Developing in a Monorepo While Still Using Webpack

Posted by on April 6, 2020

When I talk to friends and relatives about what I do at Etsy, I have to come up with an analogy about what Frontend Infrastructure is. It’s a bit tricky to describe because it’s something that you don’t see as an end user; the web pages that people interact with are several steps removed from the actual work that a frontend infrastructure engineer does. The analogy that I usually fall to is that of a restaurant: the meal is a fully formed web page, the chefs are product engineers, and the kitchen is the infrastructure. A good kitchen should make it easy to cook a bunch of different meals quickly and deliciously. Recently, my team and I spent over a year swapping out our home-grown, Require-js-based JavaScript build system for Webpack. Running with this analogy a bit, this project is like trading out our kitchen without customers noticing, and without bothering the chefs too much.  Large projects tend to be full of unique problems and unexpected hurdles, and this one was no exception. This post is the second in a short series on all the things that we learned during the migration, and is adapted in part from a talk I gave at JSConf 2019. The first post can be found here.


The state of JavaScript at Etsy last year.

At Etsy, we have a whole lot of JavaScript. This alone doesn’t make us very unique, but we have something that not every other company has: a monorepo. When we deploy our web code, we need to build and deploy over 1200 different JavaScript assets made up from over twelve thousand different JavaScript files or modules. Like the rest of the industry, we find ourselves relying more and more on JavaScript, which means that a good bit more of our code base ends in “.js” this year than last.

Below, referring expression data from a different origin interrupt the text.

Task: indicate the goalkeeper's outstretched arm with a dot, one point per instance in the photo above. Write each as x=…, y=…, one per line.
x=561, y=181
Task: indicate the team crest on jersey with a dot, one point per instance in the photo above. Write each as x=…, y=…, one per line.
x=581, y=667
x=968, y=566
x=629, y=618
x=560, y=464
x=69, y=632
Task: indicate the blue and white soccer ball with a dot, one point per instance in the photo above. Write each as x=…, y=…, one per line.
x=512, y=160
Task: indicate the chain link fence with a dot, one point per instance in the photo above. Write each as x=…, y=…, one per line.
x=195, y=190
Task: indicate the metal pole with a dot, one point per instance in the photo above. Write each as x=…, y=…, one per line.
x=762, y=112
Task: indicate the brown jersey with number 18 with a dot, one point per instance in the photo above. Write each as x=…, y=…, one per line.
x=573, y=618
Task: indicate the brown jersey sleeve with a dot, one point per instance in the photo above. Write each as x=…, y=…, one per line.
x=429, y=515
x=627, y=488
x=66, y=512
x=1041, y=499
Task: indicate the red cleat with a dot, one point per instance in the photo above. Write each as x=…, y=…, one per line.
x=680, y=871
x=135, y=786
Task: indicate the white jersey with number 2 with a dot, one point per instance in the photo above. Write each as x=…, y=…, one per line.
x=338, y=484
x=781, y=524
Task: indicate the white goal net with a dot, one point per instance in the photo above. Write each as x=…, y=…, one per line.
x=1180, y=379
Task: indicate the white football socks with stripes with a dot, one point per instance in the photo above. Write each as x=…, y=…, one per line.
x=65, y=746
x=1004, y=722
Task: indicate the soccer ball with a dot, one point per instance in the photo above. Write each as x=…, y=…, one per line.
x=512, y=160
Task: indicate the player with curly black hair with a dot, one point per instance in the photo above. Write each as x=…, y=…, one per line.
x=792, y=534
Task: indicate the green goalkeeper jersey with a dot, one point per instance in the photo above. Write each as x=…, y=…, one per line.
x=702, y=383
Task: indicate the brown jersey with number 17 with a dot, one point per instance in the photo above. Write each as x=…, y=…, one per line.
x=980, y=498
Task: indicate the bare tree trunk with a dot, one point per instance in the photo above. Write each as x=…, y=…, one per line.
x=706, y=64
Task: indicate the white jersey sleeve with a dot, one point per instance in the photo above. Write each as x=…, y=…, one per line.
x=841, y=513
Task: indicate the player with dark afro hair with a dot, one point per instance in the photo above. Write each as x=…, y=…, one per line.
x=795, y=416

When starting to adopt Webpack, one of the first places we saw an early win was in our development experience. Up to and until this point, our engineers had been using a development server that we had written in-house. We ran a copy of it on every developer machine, where it built files as they were requested. This approach meant that you could reliably navigate around Etsy.com in development without needing to think about a build system at all. It also meant that we could start and restart an instance of the development server without worrying about losing state or interrupting developers much. Conceptually, this made things very simple to maintain.

This is a diagram showing the browser requesting an asset, our build system building that asset synchronously, and that asset being served back to the browser.
You truly couldn’t have asked for a simpler diagram.

In practice, however, developers were asking for more from JavaScript and from their build systems. We started adopting React a few years prior using the then-available JSXTransform tool, which we added to our build system with a fair amount of wailing and gnashing of teeth. The result was a server that successfully, yet sluggishly, supported JSX. Because it wasn’t designed with large applications in mind, our development server didn’t do things like cache transpiled JSX between builds. Building some of our weightier JavaScript code often took the better part of a minute, and most of our developers grew increasingly frustrated with the long iteration cycles it produced. Worse yet, because we were using JSXTransform, rather than something like Babel, our developers could use JSX but weren’t able to use any ES6 syntax like arrow functions or classes.

Bending Webpack to our will.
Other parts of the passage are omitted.